En 1897, deux révolutionnaires du langage artistique construisent ensemble un projet hors du commun.

Stéphane Mallarmé a 55 ans. Admirateur d'Edgar Poe et traducteur du Corbeau, il ôte à la poésie toute intention narrative en développant la liberté du vers, la sonorité et aussi les émotions répétitives apportées par la juxtaposition des mots. Il aurait dit à Valéry : "Ne trouvez-vous pas que c'est un acte de démence ?".
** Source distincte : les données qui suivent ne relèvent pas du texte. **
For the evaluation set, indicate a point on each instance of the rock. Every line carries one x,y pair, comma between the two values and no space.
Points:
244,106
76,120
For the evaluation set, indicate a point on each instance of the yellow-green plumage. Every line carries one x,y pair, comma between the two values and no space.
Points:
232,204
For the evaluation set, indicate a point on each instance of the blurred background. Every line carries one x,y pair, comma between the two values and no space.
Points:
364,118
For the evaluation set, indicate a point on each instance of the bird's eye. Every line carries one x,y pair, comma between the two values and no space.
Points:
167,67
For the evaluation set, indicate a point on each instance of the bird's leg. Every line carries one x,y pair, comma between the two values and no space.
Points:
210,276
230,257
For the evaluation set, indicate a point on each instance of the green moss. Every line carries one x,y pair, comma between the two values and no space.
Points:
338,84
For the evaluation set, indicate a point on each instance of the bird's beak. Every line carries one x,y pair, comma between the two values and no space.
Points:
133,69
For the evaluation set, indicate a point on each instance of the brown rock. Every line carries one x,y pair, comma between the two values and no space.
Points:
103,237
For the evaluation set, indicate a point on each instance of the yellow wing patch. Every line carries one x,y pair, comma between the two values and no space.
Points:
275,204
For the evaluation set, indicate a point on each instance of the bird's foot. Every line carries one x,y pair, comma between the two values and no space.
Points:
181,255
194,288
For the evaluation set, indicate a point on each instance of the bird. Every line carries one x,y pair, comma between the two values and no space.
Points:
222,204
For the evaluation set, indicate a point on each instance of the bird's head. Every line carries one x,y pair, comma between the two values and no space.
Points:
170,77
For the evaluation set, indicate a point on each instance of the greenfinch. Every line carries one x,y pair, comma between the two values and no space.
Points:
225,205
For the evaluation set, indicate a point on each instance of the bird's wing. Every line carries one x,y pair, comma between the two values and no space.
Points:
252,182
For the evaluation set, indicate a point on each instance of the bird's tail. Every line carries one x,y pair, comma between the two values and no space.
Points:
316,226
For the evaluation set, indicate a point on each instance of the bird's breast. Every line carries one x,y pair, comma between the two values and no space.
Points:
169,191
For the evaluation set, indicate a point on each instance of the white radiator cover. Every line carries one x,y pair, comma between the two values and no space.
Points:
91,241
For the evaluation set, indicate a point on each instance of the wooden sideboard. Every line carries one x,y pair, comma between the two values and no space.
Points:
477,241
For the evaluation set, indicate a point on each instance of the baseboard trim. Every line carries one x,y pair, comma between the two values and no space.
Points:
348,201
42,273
Mallarmé est proche des artistes et a composé des textes pour les musiciens. Avec "Jamais un coup de dés n'abolira le hasard", il devient lui-même un artiste par sa conception de la disposition des mots sur les pages. Ce poème est le précurseur d'une grande tradition de la poésie francophone devenue indissociable de l'art avec notamment Apollinaire et Cendrars.

Ambroise Vollard a 31 ans. Sa galerie à Paris est déjà bien établie et il est décidé à secouer le monde de l'art par des initiatives sans précédent. Il rencontre Mallarmé.

Mallarmé autorise une première édition du Coup de dés sans la participation de Vollard. Le format du magazine ne lui plaît pas. Vollard propose de faire mieux. Il imagine que le poème de Mallarmé pourra être illustré par Redon et choisit comme imprimeur la société Firmin-Didot.

Mallarmé est un perfectionniste qui demandera que ses instructions de mise en pages soient respectées dans les plus petits détails. Firmin-Didot réalise cinq états successifs. Le dernier est effectué en novembre 1897 mais malheureusement Redon n'a pas encore fourni ses illustrations.

Le 15 octobre à Paris, Sotheby's consacre une vente à la bibliothèque de Mallarmé.

Le lot 163, estimé € 500K, est la maquette autographe préparée par Mallarmé incluant de très nombreuses instructions pour la typographie.

Le lot 164, estimé € 100K, groupe six épreuves couvrant les quatre derniers tirages de Firmin-Didot. L'une des deux épreuves du dernier état est encore corrigée de la main du poète pour de nouvelles améliorations.

Le projet est abandonné par Vollard après la mort soudaine du poète en septembre 1898.